Investors have become so enamored with Nvidia’s artificial intelligence story that they want a piece of anything the chipmaker touches.
On Wednesday, Nvidia disclosed in a regulatory filing that it has stakes in a handful of public companies: Arm, SoundHound AI, Recursion Pharmaceuticals, Nano-X Imaging, and TuSimple.
With the exception of Arm, which topped $130 billion in market cap recently, shares of the Nvidia-backed companies soared Thursday following the 13F filing, a form that must be submitted by institutional investment managers overseeing at least $100 million in assets.
But none of these investments would be surprising to anyone who took the time to sift through old news reports and filings. The AI mania is firmly in an irrational exuberance phase, and investors are pouncing on anything and everything in the space.
No stock is hotter than Nvidia, which passed Amazon in market value Tuesday and then Alphabet on Wednesday to become the third-most-valuable company in the U.S., behind only Apple and Microsoft. Nvidia shares are up more than 200% over the past 12 months due to seemingly limitless demand for its AI chips, which underpin powerful AI models from Google, Amazon, OpenAI and others.
SoundHound, which uses AI to process speech and voice recognition, jumped 67% on Thursday, after Nvidia disclosed a stake that amounted to $3.7 million at the time of the filing. Nvidia invested in SoundHound in 2017 as part of a $75 million venture round.
SoundHound went public through a special purpose acquisition company in 2022, and Nvidia was named in its presentation as a strategic investor.
Nano-X uses AI in medical imaging. Nvidia’s disclosure of a $380,000 investment in the company sent the stock up 49% on Thursday. Nvidia’s involvement dates back years to a venture investment in Zebra Medical, an Israeli medical imaging startup. Nano-X acquired Zebra in 2021.
TuSimple, an autonomous trucking company, rocketed 37% on Thursday after the disclosure of Nvidia’s $3 million stake. The share rally comes a month after the company announced plans to delist from the Nasdaq due to a “significant shift in capital markets” since its 2021 IPO. TuSimple debuted at $40 a share and now trades for roughly 50 cents.

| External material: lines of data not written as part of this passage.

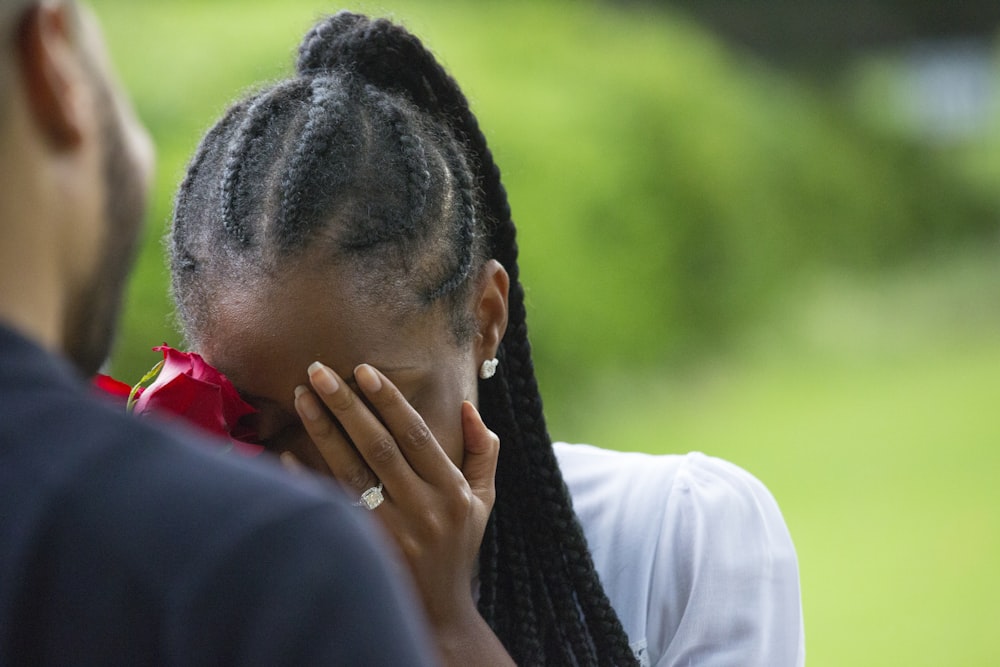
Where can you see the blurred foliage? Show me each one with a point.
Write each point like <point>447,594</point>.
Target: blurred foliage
<point>665,186</point>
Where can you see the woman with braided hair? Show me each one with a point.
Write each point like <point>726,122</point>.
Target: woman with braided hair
<point>342,248</point>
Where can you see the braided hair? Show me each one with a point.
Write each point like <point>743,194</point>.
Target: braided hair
<point>372,150</point>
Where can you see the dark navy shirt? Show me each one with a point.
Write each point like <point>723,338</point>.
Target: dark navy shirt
<point>124,543</point>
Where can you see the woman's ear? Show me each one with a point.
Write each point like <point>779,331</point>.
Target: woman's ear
<point>491,309</point>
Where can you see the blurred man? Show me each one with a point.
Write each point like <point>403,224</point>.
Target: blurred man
<point>121,543</point>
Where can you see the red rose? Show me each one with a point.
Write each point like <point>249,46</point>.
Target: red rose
<point>188,387</point>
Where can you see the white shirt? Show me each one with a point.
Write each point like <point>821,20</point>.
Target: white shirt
<point>694,555</point>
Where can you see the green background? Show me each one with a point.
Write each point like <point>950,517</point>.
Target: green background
<point>719,256</point>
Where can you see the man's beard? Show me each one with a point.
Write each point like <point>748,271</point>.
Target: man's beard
<point>93,314</point>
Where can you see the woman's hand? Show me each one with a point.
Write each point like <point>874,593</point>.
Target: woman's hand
<point>436,512</point>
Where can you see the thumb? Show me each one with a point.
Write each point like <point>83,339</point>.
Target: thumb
<point>482,447</point>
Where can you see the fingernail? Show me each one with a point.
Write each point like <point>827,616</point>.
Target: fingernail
<point>367,378</point>
<point>323,378</point>
<point>306,403</point>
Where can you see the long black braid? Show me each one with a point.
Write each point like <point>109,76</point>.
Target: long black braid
<point>373,150</point>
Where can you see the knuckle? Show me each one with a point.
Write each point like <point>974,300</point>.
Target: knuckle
<point>342,401</point>
<point>381,449</point>
<point>358,477</point>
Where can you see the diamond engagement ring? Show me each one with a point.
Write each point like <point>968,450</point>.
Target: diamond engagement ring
<point>371,498</point>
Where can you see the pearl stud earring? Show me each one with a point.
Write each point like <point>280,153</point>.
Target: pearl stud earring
<point>489,368</point>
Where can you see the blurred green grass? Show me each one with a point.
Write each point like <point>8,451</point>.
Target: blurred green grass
<point>864,399</point>
<point>869,407</point>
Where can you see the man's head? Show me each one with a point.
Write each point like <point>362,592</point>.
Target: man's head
<point>74,168</point>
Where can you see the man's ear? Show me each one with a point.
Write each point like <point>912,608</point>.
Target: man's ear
<point>52,74</point>
<point>491,309</point>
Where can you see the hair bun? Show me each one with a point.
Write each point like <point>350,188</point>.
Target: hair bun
<point>328,44</point>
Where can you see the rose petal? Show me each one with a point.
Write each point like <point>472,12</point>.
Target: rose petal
<point>198,402</point>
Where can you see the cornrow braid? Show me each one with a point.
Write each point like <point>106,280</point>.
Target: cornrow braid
<point>234,203</point>
<point>181,260</point>
<point>380,156</point>
<point>412,150</point>
<point>325,112</point>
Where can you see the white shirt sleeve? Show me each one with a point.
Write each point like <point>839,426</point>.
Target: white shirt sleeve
<point>728,576</point>
<point>694,555</point>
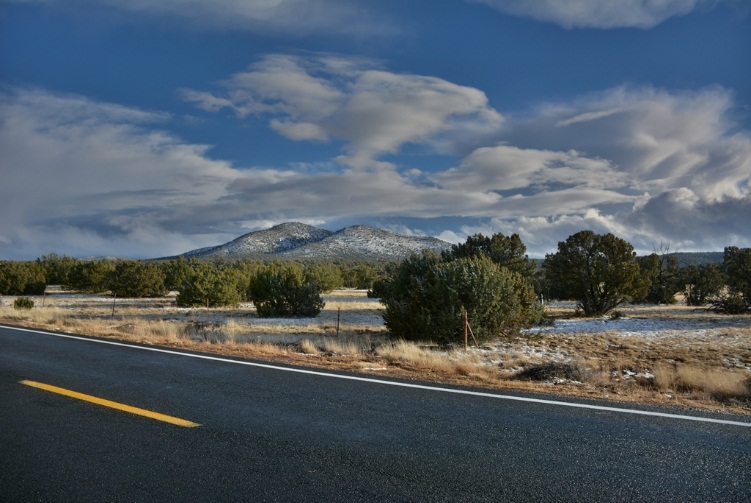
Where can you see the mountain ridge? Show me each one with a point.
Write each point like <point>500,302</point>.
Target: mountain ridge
<point>295,240</point>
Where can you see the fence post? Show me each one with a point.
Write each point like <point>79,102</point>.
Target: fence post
<point>466,323</point>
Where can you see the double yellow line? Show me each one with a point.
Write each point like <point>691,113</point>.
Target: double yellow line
<point>113,405</point>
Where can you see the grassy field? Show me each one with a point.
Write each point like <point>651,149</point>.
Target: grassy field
<point>660,354</point>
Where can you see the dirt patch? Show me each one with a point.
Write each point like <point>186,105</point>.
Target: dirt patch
<point>665,354</point>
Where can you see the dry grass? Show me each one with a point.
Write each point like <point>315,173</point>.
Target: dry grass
<point>715,383</point>
<point>308,347</point>
<point>709,367</point>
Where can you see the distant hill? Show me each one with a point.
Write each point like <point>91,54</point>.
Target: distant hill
<point>295,240</point>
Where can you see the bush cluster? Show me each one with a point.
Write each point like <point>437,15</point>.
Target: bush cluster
<point>23,303</point>
<point>427,296</point>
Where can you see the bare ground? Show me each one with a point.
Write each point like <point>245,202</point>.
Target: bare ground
<point>654,354</point>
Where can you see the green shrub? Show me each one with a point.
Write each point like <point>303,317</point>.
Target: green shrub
<point>282,289</point>
<point>427,297</point>
<point>207,285</point>
<point>23,303</point>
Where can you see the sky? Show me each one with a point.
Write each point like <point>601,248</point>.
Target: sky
<point>142,129</point>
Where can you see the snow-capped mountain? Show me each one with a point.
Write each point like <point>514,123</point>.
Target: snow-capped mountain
<point>296,240</point>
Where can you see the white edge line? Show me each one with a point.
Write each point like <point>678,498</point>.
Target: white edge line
<point>395,383</point>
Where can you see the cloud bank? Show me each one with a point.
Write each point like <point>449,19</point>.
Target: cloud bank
<point>85,177</point>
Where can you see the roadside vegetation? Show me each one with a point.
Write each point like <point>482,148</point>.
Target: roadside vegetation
<point>408,319</point>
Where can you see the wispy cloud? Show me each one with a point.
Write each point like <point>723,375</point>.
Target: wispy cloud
<point>648,165</point>
<point>601,14</point>
<point>291,17</point>
<point>371,110</point>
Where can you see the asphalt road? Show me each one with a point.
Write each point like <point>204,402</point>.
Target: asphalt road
<point>269,434</point>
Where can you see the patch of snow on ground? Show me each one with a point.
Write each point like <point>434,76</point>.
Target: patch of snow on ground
<point>642,327</point>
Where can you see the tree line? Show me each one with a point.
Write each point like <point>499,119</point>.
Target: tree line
<point>276,288</point>
<point>490,280</point>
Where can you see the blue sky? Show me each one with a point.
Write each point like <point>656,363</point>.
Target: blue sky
<point>139,129</point>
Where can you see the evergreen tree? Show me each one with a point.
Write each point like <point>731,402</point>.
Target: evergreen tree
<point>598,271</point>
<point>207,285</point>
<point>701,283</point>
<point>282,289</point>
<point>427,297</point>
<point>136,279</point>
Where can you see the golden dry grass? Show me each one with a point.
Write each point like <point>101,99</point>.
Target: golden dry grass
<point>708,369</point>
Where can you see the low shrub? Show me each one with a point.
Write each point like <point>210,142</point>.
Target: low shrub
<point>23,303</point>
<point>571,371</point>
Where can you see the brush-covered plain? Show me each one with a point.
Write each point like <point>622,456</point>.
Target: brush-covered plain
<point>679,355</point>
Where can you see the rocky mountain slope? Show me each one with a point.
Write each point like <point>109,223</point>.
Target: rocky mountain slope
<point>296,240</point>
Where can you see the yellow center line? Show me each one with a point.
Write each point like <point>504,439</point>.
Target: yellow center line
<point>111,404</point>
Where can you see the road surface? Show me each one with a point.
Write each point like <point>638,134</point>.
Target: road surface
<point>264,432</point>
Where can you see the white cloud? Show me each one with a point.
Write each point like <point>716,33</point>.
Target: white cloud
<point>373,111</point>
<point>661,140</point>
<point>90,178</point>
<point>80,174</point>
<point>599,13</point>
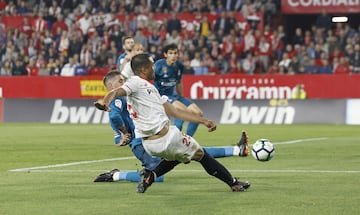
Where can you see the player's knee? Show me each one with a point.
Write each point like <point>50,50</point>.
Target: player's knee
<point>198,155</point>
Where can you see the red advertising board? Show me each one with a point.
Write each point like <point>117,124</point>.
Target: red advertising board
<point>270,86</point>
<point>195,87</point>
<point>315,6</point>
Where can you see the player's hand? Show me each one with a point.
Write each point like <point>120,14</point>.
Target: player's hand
<point>125,140</point>
<point>99,104</point>
<point>211,125</point>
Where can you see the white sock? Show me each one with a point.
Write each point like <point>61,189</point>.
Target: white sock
<point>116,176</point>
<point>236,150</point>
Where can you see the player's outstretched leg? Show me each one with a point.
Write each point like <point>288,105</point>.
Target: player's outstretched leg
<point>243,144</point>
<point>106,177</point>
<point>216,169</point>
<point>147,177</point>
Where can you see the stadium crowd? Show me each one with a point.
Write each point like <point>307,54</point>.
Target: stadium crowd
<point>83,37</point>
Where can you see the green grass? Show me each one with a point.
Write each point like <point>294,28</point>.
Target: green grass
<point>310,177</point>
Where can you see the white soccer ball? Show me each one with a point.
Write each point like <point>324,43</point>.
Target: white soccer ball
<point>263,150</point>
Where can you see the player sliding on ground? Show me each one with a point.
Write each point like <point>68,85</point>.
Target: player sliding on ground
<point>124,134</point>
<point>150,115</point>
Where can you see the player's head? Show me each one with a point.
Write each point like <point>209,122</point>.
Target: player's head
<point>171,53</point>
<point>128,43</point>
<point>113,79</point>
<point>137,48</point>
<point>143,66</point>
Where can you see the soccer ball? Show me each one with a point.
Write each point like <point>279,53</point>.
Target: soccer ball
<point>263,150</point>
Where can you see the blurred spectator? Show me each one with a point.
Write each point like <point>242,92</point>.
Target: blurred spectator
<point>155,39</point>
<point>64,43</point>
<point>69,68</point>
<point>141,39</point>
<point>274,68</point>
<point>264,52</point>
<point>19,68</point>
<point>40,24</point>
<point>53,67</point>
<point>6,69</point>
<point>269,11</point>
<point>323,21</point>
<point>196,64</point>
<point>326,67</point>
<point>174,37</point>
<point>54,11</point>
<point>294,65</point>
<point>80,69</point>
<point>354,59</point>
<point>75,44</point>
<point>222,64</point>
<point>342,67</point>
<point>298,38</point>
<point>31,68</point>
<point>85,22</point>
<point>222,23</point>
<point>312,68</point>
<point>285,61</point>
<point>205,27</point>
<point>173,24</point>
<point>248,64</point>
<point>299,92</point>
<point>43,70</point>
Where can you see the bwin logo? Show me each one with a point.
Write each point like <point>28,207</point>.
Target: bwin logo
<point>77,114</point>
<point>256,115</point>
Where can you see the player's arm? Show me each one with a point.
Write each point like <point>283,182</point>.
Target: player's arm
<point>188,116</point>
<point>111,95</point>
<point>179,88</point>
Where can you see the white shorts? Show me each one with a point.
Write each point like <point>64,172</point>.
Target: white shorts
<point>175,145</point>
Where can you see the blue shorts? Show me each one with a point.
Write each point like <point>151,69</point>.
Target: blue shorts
<point>187,102</point>
<point>147,161</point>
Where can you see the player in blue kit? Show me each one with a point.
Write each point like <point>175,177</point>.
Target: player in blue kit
<point>168,74</point>
<point>123,127</point>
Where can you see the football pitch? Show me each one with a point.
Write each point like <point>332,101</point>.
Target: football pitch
<point>48,169</point>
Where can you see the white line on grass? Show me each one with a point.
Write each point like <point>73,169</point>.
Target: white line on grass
<point>68,164</point>
<point>301,140</point>
<point>127,158</point>
<point>194,170</point>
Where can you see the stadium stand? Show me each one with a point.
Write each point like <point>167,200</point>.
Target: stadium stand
<point>40,37</point>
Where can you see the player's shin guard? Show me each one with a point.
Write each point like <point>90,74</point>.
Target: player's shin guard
<point>216,169</point>
<point>191,128</point>
<point>178,123</point>
<point>164,166</point>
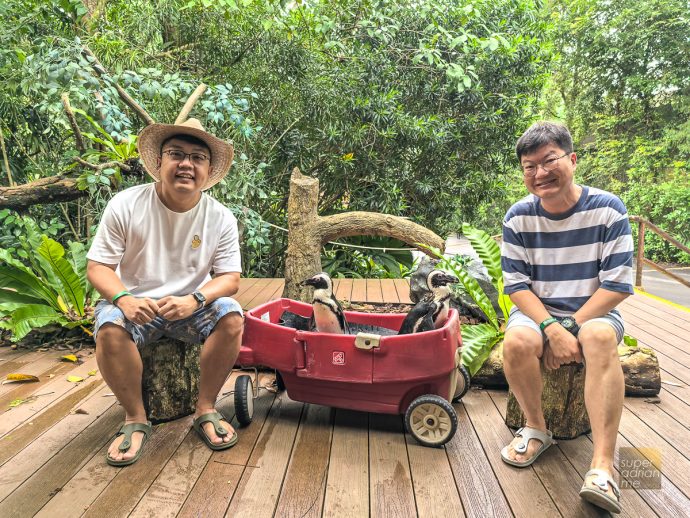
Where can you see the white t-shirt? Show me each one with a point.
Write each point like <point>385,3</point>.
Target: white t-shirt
<point>160,252</point>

“Accordingly, the Special Committee determined that the benefits of remaining a publicly traded company no longer justify the costs,” TuSimple said in a release Jan. 17. “The Company is undergoing a transformation that the Company believes it can better navigate as a private company than as a publicly traded one.”
Nvidia invested in TuSimple in 2017, four years before the IPO.
Nvidia acquired its stake in biotech company Recursion more recently. Like TuSimple, Recursion went public in 2021, but Nvidia bought in two years later through what’s called a private investment in public equity, or PIPE. Nvidia bought $50 million worth of shares in 2023 and now has an investment worth $76 million, according to its filing.
Recursion shares spiked 14% on Thursday.
Nvidia’s own financials will be on full display next week, when the company reports quarterly earnings. Analysts are expecting year-over-year revenue growth above 200% to more than $20 billion.
The company’s more recent investments are likely to be much more significant than its earlier bets, disclosed late Wednesday, because they’re at the heart of the AI boom. In recent years, Nvidia has backed hot AI startups including Cohere, Hugging Face, CoreWeave and Perplexity.
“AI is transforming the way consumers access information,” said Jonathan Cohen, Nvidia’s vice president of applied research, in Perplexity’s announcement of a $73.6 million funding round in January. “Perplexity’s world-class team is building a trusted AI-powered search platform that will help push this transformation forward.”